Reinforcement gradients seem to be neurologically fundamental
and they seem to me to be very underrated
I’m trying to write shorter blog posts. I have a bunch of thoughts that I’d be more satisfied to have in blog post form than in tweet or twitter thread form, but that I think are ultimately pretty compact. Or they would be if I knew how to write them that way! which I’m still figuring out. Maybe I’ll successfully make this blog post short. If not, at least I am not burying the lede with my title. (ETA: not as short as I hoped. Oh well.)
When I say reinforcement gradients, I mean the thing that in the academic behaviorist literature tends to be described as “conjugate reinforcement schedules”, or “synchronous reinforcement schedules”. Here, I’m going to call it “conjugate reinforcement” because that’s the term I’ve mostly heard behaviorists use1.
Conjugate reinforcement is the thing where the effect I get varies as I do more or less of a thing. Like if I’m banging on a pot with a stick, the sound will be louder as a bang more. If I bang just a little, the sound will be less. Or like, if I push a box around, the box moves pretty exactly as my hand pushes it—not a in a discrete burst half a second later.
My take on conjugate reinforcement schedules occupies a pretty special epistemic status in my mind (and heart):
I’m pretty sure I’m right about it.
I think it’s sort of an obvious point, and in line with published academic research on the topic.
~Nobody seems to care?
But insofar as it’s true, it seems pretty relevant to a lot of people’s interests?

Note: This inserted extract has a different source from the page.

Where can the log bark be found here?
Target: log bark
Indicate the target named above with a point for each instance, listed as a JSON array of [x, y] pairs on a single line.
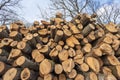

Color me confused. I notice I’m confused.
I learned about conjugate reinforcement from the CAAWT people. They have a multipart procedure called “constructional affection”, and the first phase of it is about giving dogs affection on a conjugate schedule.2 I think their procedure is very cool, and if you talked to me a few years ago, you may have heard me go one about it at length. If you’re interested, I recommend watching some of their videos. Also, please drop me a line if their work intrigues you, since I love discussing it.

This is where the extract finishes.